When does integrating the Heat kernel give you the Poisson Kernel? Let $u(t,x)$ be Green's function of the heat equation and let $v(x)$ be Greens function of the Laplacian. Over what domains do we have $\int_0^{\infty}u(t,x) \,dt= v(x)$?
I'm trying to find a standard reference for this.
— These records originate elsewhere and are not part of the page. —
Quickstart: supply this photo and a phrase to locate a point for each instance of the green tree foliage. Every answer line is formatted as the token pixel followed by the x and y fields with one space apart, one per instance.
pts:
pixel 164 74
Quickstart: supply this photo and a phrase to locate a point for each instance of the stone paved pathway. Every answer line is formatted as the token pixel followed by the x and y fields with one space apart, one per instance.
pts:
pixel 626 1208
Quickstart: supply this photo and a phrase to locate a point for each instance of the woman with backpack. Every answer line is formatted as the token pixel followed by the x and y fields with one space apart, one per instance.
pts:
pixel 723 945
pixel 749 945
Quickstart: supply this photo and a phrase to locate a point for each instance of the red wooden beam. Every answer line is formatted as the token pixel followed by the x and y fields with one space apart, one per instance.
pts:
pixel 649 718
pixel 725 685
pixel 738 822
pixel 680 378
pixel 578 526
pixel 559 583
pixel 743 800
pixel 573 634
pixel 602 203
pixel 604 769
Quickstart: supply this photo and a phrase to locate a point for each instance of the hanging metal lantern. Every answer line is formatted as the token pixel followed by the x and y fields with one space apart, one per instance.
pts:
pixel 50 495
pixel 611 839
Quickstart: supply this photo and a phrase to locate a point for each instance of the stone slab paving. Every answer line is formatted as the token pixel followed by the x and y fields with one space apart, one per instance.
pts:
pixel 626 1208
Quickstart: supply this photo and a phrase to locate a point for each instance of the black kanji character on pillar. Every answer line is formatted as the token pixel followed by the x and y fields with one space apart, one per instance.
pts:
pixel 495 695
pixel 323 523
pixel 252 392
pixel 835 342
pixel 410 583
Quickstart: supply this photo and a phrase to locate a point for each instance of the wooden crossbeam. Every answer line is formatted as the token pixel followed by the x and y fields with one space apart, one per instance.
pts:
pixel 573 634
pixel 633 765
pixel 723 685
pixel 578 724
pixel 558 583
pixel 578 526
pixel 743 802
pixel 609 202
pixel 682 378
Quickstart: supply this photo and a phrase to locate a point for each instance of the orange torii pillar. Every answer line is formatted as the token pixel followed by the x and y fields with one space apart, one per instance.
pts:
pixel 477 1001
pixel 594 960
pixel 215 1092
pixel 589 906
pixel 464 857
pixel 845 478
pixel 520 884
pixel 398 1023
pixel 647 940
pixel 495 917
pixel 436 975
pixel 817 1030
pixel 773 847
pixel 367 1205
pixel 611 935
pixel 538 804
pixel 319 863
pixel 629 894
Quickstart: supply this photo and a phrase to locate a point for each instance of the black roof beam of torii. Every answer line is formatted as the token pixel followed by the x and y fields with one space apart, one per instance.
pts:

There's two things I'm looking at.  One is bounded domain vs unbounded domains and one is the dimension of $\mathbb{R}^n$
 A: In dimensions $n<3$ the integral
$$
v(x,y)=\int_0^\infty \frac{1}{(4\pi t)^{n/2}}\exp\Big(-\frac{|x-y|^2}{4t}\Big)\,dt
$$
is divergent. The only reference I can offer quickly is [1] p. 111. For $n\ge 3$ this integral is Green's function for the whole domain $\mathbb R^n\,,$ that is $v(x,y)$ vanishes at infinity and is a fundamental solution for the Poisson equation
$\Delta f=-\rho\,$ that is:
$$
\Delta_x v(x,y)=-\varepsilon_y(x)\,.
$$
For $n=1,2$ the situation is not totally hopeless when one considers instead of the Green function the Resolvent [2]:
$$
R(x,y,\lambda)=\int_0^\infty e^{-\lambda t}\frac{1}{(4\pi t)^{n/2}}\exp\Big(-\frac{|x-y|^2}{4t}\Big)\,dt\,.
$$
This is finite for all $\lambda>0$ and in all dimensions. It yields the fundamental solution for the equation
$$
\Delta f-\lambda f=-\rho\,.
$$
and for the whole domain $\mathbb R^n.$
For other domains I only remember that Green functions may exist but are sometimes  hard to find. Let's first see what you think about the above.
[1] Ch. Berg, G. Forst, Potential Theory on Locally Compact Abelian Groups. Springer-Verlag Berlin Heidelberg New York 1975.
[2] R.L. Schilling, L. Partzsch, Brownian Motion. An Introduction to Stochastic Processes. de Gruyter Graduate, Berlin 2012.